Marrosu F, Mereu G, Carcangiu G, Passino N, Giagheddu M
Department of Experimental Biology, University of Cagliari, Italy.
Epilepsy Res. 1990 Aug;6(3):205-10. doi: 10.1016/0920-1211(90)90074-6.
Diphenylhydantoin (DPH) has recently been reported to produce dopaminergic (DA) supersensitivity in animals. These results have suggested that the dyskinesias observed in humans after DPH, although rare, might be regarded as a neuroleptic-like effect. Indeed dyskinesias would be induced by an inactivation of post-synaptic DAergic receptors, operated by DPH, and therefore reminiscent of that observable in neuroleptic treatment. In order to investigate this matter, we studied the effects of i.v. DPH on the extracellular single unit activity of DAergic cells located in mid-brain areas of rats. DPH was injected alone or in combination with DA antagonists such as L-sulpiride (L-SULP) and haloperidol (HAL), or the DAergic agonist apomorphine (APO). Our results show that DPH did not affect spontaneous DAergic firing rate and also failed to modify the known action of the DA agonists and antagonists which were tested on these neurons.

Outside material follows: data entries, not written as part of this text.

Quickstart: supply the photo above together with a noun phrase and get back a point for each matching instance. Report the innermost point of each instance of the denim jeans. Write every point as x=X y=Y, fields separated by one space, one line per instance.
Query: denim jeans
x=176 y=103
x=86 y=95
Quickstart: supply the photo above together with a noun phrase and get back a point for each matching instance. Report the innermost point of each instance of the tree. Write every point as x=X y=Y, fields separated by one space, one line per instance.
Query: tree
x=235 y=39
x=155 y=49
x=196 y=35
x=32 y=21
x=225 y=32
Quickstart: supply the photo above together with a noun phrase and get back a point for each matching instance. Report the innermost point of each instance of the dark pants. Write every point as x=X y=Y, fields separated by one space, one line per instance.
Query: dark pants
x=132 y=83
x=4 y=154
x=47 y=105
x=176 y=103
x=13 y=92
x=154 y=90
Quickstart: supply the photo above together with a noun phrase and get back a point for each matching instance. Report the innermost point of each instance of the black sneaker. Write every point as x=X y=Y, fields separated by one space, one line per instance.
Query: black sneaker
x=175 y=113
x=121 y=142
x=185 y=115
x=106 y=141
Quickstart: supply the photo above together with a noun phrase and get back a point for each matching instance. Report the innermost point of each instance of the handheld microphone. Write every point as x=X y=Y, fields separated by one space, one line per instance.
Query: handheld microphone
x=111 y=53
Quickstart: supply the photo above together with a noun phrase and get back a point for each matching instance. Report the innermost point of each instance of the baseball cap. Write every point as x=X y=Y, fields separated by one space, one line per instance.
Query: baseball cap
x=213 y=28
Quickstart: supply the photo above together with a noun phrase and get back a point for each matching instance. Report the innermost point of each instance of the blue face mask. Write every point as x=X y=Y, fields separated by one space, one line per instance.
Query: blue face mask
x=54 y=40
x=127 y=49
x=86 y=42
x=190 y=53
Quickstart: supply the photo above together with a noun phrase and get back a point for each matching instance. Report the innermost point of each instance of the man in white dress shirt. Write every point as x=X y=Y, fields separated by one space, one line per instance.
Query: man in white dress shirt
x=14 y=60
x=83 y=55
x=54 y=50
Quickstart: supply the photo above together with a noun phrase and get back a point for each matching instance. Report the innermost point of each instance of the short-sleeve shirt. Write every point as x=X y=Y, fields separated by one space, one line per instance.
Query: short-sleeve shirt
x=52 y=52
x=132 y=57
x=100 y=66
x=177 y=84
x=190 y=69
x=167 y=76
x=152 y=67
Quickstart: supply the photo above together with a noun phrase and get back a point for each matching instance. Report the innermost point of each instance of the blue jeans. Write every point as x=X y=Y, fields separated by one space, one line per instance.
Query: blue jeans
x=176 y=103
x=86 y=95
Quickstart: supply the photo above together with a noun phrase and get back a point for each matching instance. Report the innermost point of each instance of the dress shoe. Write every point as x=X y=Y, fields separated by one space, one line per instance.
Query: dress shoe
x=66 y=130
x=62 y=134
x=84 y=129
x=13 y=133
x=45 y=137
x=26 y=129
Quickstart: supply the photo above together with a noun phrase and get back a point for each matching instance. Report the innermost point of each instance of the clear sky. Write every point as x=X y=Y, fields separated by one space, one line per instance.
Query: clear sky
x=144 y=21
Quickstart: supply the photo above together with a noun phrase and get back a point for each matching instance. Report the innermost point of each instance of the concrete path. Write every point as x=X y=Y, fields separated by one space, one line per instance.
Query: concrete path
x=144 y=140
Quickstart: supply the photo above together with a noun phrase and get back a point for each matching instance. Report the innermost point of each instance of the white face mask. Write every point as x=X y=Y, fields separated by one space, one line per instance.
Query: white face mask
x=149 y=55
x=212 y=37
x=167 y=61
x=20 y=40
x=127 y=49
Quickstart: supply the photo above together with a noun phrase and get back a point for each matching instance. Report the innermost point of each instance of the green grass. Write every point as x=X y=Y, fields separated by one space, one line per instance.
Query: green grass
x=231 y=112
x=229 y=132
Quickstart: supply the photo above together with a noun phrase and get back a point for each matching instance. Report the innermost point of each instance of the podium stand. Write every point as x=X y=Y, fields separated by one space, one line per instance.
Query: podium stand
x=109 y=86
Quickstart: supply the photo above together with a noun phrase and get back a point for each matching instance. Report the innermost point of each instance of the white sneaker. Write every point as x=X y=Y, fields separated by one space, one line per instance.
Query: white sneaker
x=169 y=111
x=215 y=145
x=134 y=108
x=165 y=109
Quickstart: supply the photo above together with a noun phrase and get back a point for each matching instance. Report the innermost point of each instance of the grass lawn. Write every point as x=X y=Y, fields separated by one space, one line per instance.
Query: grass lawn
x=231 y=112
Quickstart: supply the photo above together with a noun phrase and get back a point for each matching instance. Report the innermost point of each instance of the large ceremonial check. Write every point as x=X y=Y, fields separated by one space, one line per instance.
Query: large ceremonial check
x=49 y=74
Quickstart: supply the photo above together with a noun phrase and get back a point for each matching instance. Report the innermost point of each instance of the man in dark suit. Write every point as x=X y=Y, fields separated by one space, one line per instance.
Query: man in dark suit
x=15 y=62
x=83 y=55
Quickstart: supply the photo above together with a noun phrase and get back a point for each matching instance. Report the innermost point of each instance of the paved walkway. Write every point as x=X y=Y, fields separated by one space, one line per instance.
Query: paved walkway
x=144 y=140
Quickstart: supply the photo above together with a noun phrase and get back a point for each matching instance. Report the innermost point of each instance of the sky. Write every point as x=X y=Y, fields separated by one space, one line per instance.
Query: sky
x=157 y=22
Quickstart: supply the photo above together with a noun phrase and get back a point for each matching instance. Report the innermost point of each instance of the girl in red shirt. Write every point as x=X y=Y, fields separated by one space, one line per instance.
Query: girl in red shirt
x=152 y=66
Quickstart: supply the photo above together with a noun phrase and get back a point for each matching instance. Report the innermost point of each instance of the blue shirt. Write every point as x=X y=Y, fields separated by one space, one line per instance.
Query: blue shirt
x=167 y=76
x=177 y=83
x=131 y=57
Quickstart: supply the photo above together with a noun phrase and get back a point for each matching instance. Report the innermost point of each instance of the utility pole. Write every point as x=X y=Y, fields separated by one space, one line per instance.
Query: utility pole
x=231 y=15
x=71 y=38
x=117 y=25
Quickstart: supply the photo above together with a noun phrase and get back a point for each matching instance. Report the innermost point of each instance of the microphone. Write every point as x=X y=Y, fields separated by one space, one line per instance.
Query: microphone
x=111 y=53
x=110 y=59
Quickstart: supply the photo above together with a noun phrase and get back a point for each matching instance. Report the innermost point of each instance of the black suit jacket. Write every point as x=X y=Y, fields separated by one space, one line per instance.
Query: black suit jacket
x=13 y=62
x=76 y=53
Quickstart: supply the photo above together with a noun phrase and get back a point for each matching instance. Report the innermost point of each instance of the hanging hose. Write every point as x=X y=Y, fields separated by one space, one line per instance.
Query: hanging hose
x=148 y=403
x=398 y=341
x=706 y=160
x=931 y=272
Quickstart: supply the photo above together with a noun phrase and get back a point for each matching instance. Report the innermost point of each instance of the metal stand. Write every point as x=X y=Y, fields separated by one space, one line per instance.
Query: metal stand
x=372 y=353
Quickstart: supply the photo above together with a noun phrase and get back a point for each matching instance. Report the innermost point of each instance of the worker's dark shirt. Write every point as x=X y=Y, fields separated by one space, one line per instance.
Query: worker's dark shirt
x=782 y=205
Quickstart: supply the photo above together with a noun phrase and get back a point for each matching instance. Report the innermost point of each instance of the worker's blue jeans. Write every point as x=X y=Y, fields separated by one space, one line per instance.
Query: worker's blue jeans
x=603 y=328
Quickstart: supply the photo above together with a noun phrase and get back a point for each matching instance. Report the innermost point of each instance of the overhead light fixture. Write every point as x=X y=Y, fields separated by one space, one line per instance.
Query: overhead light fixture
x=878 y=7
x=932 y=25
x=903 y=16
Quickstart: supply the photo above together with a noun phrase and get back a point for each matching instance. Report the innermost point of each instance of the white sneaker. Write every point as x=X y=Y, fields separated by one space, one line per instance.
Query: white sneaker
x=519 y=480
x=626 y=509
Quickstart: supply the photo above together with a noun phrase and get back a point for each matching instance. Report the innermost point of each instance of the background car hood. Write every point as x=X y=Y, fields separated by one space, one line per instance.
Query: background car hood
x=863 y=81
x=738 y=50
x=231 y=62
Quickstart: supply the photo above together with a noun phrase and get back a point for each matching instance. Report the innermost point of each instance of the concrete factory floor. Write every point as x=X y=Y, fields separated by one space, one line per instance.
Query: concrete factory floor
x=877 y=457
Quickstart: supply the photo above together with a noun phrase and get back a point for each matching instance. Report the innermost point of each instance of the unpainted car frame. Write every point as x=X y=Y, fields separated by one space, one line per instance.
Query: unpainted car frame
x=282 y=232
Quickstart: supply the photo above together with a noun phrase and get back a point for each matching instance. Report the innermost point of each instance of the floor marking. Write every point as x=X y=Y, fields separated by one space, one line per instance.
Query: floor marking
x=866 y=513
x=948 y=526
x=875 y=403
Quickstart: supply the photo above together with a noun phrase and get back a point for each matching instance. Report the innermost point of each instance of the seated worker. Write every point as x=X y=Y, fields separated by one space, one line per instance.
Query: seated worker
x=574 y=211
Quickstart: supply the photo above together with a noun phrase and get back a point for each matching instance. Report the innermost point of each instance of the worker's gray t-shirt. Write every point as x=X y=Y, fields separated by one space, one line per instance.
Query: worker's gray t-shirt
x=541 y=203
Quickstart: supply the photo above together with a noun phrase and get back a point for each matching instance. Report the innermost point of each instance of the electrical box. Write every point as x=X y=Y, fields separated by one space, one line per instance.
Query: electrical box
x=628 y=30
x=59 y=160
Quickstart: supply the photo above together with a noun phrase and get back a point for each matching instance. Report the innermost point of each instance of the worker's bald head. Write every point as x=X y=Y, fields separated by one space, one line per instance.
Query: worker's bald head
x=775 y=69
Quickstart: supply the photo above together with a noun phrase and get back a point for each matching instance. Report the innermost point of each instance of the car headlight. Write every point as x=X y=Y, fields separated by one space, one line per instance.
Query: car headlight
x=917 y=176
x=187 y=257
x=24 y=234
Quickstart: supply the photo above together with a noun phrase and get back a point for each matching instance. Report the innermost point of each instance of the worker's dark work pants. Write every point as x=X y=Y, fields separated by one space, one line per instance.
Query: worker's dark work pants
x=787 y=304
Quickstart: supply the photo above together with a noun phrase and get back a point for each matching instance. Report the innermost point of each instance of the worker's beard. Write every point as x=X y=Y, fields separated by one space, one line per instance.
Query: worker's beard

最近有报道称,苯妥英(DPH)可使动物产生多巴胺能(DA)超敏反应。这些结果表明,人类服用DPH后出现的运动障碍虽然罕见,但可能被视为一种类抗精神病药物效应。事实上,运动障碍可能是由DPH作用导致的突触后多巴胺能受体失活引起的,因此与抗精神病药物治疗中可观察到的情况相似。为了研究这个问题,我们研究了静脉注射DPH对大鼠中脑区域多巴胺能细胞的细胞外单单位活动的影响。单独注射DPH,或与多巴胺拮抗剂如L-舒必利(L-SULP)和氟哌啶醇(HAL),或多巴胺能激动剂阿扑吗啡(APO)联合注射。我们的结果表明,DPH不影响多巴胺能神经元的自发放电率,也未能改变对这些神经元进行测试的多巴胺激动剂和拮抗剂的已知作用。